CT scans are the best option for visualizing bony changes in detail. They excel at showing bone spurs and calcification that can accompany disc degeneration. CT is sometimes used when MRI isn’t available or when a patient can’t undergo MRI (for instance, due to certain implants).

Why Imaging Alone Isn’t Enough

This is where diagnosing degenerative disc disease gets tricky. A landmark review published in the American Journal of Neuroradiology found that disc degeneration is present on imaging in 37% of 20-year-olds who have zero symptoms. By age 80, that number reaches 96%. Disc bulging follows a similar pattern, appearing in 30% of symptom-free 20-year-olds and 84% of those at 80. Even disc protrusions, which sound more alarming, show up in 29% of pain-free 20-year-olds.

This means that finding degeneration on your MRI does not automatically explain your pain. Your doctor has to correlate the imaging findings with your specific symptoms and exam results. If the MRI shows a degenerated disc at L4-L5 but your neurological exam points to a problem at L5-S1, the imaging finding may be incidental. The diagnosis of degenerative disc disease as a pain source requires that the clinical picture and the imaging tell the same story.
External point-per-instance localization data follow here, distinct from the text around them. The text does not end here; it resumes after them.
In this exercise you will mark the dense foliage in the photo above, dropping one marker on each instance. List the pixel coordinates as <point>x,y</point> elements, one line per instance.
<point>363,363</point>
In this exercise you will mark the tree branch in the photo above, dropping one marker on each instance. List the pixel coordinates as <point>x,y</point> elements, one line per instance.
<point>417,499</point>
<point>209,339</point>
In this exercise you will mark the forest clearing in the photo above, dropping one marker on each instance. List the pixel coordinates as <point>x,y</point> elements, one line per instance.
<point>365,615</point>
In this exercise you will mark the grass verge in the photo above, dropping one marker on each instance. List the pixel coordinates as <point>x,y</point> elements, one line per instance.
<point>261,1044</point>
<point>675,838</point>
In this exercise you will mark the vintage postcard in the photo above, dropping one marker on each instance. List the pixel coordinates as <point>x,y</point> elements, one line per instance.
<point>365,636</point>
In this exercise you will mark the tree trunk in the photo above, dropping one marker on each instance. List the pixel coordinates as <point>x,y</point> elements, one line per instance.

Discography: A Specialized Test

In cases where standard imaging doesn’t provide a clear answer, or when a surgeon needs to confirm which specific disc is causing pain before planning a spinal fusion, a test called discography may be used. During this procedure, a contrast dye is injected directly into the suspected disc. If the injection reproduces your typical pain pattern, it strongly suggests that disc is the source. If it doesn’t trigger your familiar pain, the disc is likely not the culprit, even if it looks abnormal on MRI.
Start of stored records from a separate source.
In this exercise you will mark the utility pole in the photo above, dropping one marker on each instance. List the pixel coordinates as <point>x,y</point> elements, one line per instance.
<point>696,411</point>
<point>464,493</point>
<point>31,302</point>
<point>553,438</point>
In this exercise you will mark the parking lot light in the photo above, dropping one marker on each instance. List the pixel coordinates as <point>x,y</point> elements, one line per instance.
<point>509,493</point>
Discography is not a routine test. Doctors prefer to rely on MRI and CT first, and reserve discography for situations where they need additional confirmation, particularly when multiple discs appear degenerated on imaging and it’s unclear which one is responsible for symptoms.

Conditions That Look Similar

Several other spinal conditions produce overlapping symptoms, which is part of why the diagnostic process involves multiple steps. Facet joint arthritis (wear in the small joints at the back of the spine) causes pain that worsens with extension and twisting but behaves differently from disc-related pain. Spinal stenosis, a narrowing of the spinal canal, tends to cause leg pain with walking that improves when you sit or lean forward, essentially the opposite pattern of disc pain that worsens with sitting. Sacroiliac joint dysfunction causes pain centered lower, around the pelvis and buttocks.

A herniated disc can coexist with degeneration but presents more acutely, often with sudden, sharp radiating pain down a leg or arm. Your doctor uses the combination of your pain pattern, physical exam findings, and imaging to sort through these possibilities. In many cases, more than one condition is present at the same time, which is why the clinical correlation between symptoms and imaging is so critical to getting the right diagnosis.